Archive for November 26th, 2009

From the Surrey Leader – Exposing The SkyTrain Urban Myth

November 26, 2009

The following letter to the Surrey Leader certainly shreds the SkyTrain Urban Myth that it is faster and has more capacity than light rail. What the SkyTrain lobby and mainstream media forget, that both modes are railways (SkyTrain is an unconventional railway) and adhere to the same operating principals. SkyTrain’s reputation has been created by BC Transit and TransLink, yet outside the lower mainland, SkyTrain continues to be rejected by transit planners and only can be sold in private deals that are largely funded by the Canadian government! There are only seven SkyTrain type systems in operation, despite being on the market for over 30 years.

There is no evidence that the SkyTrain light metro or any light metro for that matter is faster or has a greater capacity than LRT and is the prime reason why light rail made light metro obsolete almost two decades ago.

Light rail capacity rivals SkyTrain

Published: November 24,

The article “TransLink’s Prendergast offers parting advice” contains an error, which is commonly made by those who know little about modern LRT, which must be rectified.

The comment: “At-grade light rail typically can’t carry as many people or run as fast as grade-separated SkyTrain,” is absolutely false.

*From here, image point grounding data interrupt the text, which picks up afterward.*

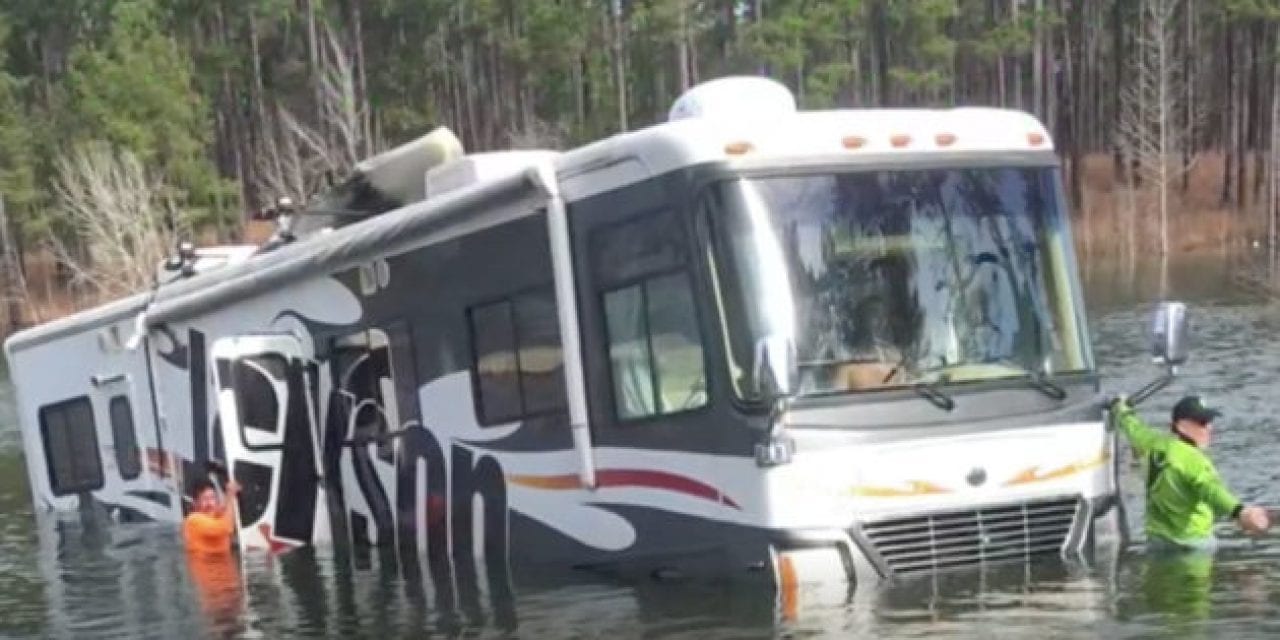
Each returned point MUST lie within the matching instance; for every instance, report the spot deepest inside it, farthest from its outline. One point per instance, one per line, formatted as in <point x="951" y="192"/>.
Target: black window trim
<point x="282" y="403"/>
<point x="97" y="452"/>
<point x="136" y="469"/>
<point x="643" y="279"/>
<point x="476" y="397"/>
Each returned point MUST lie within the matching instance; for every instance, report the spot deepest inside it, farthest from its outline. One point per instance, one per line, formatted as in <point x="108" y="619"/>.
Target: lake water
<point x="62" y="580"/>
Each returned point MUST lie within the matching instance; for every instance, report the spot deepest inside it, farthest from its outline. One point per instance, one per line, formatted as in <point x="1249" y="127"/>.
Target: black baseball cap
<point x="1193" y="407"/>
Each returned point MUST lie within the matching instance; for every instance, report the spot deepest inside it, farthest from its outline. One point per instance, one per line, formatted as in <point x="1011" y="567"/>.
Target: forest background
<point x="127" y="124"/>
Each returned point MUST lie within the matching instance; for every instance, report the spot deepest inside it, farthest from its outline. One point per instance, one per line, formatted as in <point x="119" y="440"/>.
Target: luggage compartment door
<point x="266" y="401"/>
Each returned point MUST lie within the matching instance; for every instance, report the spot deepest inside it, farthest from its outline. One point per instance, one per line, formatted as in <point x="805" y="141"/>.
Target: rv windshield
<point x="899" y="278"/>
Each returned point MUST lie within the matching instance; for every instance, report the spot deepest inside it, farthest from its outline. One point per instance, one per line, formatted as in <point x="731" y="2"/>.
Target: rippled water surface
<point x="65" y="580"/>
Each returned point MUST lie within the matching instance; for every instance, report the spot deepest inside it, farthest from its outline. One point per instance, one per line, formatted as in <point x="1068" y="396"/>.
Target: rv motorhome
<point x="748" y="341"/>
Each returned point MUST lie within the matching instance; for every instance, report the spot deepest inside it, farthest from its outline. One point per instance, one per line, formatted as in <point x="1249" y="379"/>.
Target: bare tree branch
<point x="295" y="156"/>
<point x="118" y="214"/>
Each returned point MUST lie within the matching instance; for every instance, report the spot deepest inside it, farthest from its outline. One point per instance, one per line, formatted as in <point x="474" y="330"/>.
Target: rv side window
<point x="124" y="439"/>
<point x="255" y="380"/>
<point x="519" y="369"/>
<point x="654" y="343"/>
<point x="71" y="446"/>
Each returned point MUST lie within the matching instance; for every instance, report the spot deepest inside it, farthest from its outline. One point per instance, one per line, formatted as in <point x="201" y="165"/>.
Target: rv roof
<point x="827" y="136"/>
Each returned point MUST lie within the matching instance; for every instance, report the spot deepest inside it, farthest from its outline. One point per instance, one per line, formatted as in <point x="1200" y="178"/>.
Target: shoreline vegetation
<point x="129" y="124"/>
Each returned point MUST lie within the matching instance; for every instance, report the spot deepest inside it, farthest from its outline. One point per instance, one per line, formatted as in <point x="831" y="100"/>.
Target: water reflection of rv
<point x="749" y="341"/>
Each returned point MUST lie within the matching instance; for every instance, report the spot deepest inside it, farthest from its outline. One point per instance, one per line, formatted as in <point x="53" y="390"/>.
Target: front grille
<point x="972" y="536"/>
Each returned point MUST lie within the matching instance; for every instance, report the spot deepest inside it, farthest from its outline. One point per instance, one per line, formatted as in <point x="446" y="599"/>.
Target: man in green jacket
<point x="1184" y="492"/>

The maximum capacity of a modern LRT line is over 20,000 persons per hour per direction and even some European streetcar or tram systems do manage 20,000 persons per hour in peak hours on portions of their lines.

SkyTrain, limited by automatic (driverless) train control can only manage under 15,000 persons per hour and needs a billion dollars or more in upgrades just to match what modern LRT can achieve today.

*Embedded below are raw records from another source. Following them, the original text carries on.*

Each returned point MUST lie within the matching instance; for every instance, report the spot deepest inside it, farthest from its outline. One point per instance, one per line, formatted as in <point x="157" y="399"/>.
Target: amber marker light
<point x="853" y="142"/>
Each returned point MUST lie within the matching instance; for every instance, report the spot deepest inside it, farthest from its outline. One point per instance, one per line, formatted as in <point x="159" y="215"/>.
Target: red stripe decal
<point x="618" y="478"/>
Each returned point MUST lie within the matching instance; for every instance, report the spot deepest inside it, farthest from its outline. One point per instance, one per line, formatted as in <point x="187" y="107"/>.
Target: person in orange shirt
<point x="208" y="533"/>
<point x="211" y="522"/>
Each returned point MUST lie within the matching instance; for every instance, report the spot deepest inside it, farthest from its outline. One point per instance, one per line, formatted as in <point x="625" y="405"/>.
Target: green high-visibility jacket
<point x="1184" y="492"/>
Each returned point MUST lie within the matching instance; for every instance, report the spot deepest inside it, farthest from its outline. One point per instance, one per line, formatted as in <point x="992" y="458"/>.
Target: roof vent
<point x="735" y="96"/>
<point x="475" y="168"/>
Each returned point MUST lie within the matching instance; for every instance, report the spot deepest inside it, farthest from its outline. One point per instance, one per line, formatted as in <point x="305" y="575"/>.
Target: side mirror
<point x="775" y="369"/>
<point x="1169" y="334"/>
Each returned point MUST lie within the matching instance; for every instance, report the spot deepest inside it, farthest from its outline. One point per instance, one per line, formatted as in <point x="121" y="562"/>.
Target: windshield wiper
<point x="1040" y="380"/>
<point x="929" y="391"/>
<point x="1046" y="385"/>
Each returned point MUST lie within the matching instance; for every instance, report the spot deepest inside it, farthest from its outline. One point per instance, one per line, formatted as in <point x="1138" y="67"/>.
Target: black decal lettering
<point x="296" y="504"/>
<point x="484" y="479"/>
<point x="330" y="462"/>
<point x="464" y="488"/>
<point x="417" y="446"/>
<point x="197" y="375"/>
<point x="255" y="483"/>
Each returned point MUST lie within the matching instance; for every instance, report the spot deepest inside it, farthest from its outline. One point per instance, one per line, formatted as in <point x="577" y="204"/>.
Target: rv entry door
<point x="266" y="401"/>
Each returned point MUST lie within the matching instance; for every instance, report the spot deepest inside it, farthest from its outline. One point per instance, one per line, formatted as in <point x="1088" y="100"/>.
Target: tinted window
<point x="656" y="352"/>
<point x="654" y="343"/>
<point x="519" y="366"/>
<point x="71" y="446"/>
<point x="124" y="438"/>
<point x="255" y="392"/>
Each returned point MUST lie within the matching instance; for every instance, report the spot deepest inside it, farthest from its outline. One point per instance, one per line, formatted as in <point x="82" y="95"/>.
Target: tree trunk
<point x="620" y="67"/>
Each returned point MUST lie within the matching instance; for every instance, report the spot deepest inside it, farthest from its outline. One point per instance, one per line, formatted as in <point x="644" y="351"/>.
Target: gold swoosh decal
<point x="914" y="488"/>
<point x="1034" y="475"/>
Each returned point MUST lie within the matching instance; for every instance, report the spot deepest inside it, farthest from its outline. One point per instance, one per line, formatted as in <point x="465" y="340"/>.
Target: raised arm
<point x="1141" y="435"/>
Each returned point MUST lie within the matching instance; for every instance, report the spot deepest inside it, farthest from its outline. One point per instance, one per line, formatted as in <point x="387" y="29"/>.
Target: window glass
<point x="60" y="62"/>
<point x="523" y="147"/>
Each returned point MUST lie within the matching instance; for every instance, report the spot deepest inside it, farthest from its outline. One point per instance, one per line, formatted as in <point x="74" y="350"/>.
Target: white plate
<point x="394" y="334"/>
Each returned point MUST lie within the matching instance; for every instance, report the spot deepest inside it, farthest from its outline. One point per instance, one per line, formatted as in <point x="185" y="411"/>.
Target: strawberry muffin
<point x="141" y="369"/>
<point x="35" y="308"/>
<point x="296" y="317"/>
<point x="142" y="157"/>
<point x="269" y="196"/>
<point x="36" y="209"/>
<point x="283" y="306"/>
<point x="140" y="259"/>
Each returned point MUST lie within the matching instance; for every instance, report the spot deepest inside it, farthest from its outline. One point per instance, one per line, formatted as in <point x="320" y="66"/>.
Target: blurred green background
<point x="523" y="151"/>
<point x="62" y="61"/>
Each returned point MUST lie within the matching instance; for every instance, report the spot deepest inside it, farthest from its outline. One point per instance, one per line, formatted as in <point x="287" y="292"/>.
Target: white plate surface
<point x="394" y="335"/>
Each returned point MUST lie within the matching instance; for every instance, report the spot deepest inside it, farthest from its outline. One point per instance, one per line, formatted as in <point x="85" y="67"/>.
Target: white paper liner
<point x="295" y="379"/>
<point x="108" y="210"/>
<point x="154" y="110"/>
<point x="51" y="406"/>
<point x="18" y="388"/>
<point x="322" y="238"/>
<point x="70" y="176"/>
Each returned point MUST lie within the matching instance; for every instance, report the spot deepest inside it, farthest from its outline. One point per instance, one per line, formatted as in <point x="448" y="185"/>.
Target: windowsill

As for speed, SkyTrain’s higher commercial speeds can be, in part, accounted for fewer stations per route kilometre than comparable LRT systems.

The maximum speed for SkyTrain is about 80 km/h, yet in Portland, their MAX LRT line travels at 90 km/h on portions of their line.

MAX’s commercial speed is lower than SkyTrain because it has about twice as many stations per route kilometre than SkyTrain and the light rail travels as a streetcar through downtown Portland, with no track reservation or signal priority at intersections.

St. Louis’ LRT system in fact has a higher commercial speed than our SkyTrain light metro.

One would wish the media stop listening to the many SkyTrain urban myths and start dealing with established facts about modern light rail.

There is a good reason only seven SkyTrain type systems have been sold in the past 30 years.